18,900 units, we have 2,700 vacancies. Historically, if you go back more than a decade, manufactured home communities were full. And we are very optimistic we can increase our occupancy and that increase the top line and that will increase the bottom line. And we’ll have the dividend covered. But at the present time, there is a shortfall. Now, this year, as Sam pointed out, is beginning rather optimistically. We think sales are going to pick up. We think occupancy is going to pick up. We think the rental unit program is going to work even better this year. And we may have an increase in FFO this year.
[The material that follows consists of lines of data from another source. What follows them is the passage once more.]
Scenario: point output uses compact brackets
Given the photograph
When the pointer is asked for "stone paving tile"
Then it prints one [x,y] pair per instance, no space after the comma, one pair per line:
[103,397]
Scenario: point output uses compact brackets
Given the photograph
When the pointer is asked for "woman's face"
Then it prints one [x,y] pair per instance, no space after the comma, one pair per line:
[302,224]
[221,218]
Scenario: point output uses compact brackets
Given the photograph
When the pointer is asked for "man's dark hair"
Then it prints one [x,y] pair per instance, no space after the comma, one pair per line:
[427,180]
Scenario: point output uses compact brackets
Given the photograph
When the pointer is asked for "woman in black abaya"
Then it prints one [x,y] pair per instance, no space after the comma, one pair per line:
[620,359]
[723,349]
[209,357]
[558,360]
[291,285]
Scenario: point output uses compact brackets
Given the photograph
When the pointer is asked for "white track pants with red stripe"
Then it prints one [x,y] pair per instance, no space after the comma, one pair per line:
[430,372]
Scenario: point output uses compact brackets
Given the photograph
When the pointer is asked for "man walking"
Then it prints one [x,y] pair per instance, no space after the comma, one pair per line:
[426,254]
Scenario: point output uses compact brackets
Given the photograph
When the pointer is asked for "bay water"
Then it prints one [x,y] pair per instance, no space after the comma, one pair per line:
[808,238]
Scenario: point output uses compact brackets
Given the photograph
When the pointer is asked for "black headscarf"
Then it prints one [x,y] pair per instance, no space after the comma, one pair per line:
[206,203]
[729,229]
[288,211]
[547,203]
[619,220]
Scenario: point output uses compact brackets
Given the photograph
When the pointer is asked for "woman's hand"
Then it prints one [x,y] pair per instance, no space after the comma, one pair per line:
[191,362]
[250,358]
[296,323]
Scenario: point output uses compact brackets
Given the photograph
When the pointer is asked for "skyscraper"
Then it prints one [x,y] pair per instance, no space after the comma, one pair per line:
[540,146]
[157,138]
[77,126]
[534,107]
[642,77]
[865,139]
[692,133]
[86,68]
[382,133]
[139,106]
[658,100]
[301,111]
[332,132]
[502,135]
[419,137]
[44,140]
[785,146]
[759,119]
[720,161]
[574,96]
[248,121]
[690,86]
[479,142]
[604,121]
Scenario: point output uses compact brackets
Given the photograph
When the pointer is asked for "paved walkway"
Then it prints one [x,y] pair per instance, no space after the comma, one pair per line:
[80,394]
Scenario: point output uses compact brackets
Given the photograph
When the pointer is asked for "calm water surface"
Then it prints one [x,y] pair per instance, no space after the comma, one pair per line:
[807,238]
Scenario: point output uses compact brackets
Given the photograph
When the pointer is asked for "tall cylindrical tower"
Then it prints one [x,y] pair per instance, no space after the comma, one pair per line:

But because there is a deficit, we still continue with $0.18 a quarter, $0.72 a year dividend. And we’re optimistic, we will be able to cover that dividend, but it may take more than this year.

Samuel Landy

Analyst · Wunderlich

Just to correct the number you gave, it’s 17,793 sites.

Eugene Landy

Analyst · Wunderlich

How many of vacancies do we have?

Samuel Landy

Analyst · Wunderlich

3,000 approximately.

Eugene Landy

Analyst · Wunderlich

3,000 vacancies, 3,000 vacancies is $15 million in potential revenue. And when you analyze UMH, that’s where we are concentrating all our efforts to back to a community program, where we run 100% occupied.

Unidentified Analyst

Analyst

Thank you.

Operator

Operator

And this concludes our question-and-answer session. I would like to turn the conference back over to Samuel Landy for any closing remarks.

Samuel Landy

Analyst · Wunderlich

Thank you, operator. I would like to thank the participants on this call for their continued support and interest in our company. As always, Gene, Anna, and I are available for any follow-up questions. We look forward to reporting back to you after our first quarter. Thank you.

Operator

Operator

The conference is now concluded. Thank you for attending today’s presentation. The teleconference replay will be available in approximately one hour. To access this replay, please dial U.S. toll-free 1-877-344-7529 or international 1-412-317-0088. The conference ID number is 10077524. Thank you and please disconnect your lines at this time.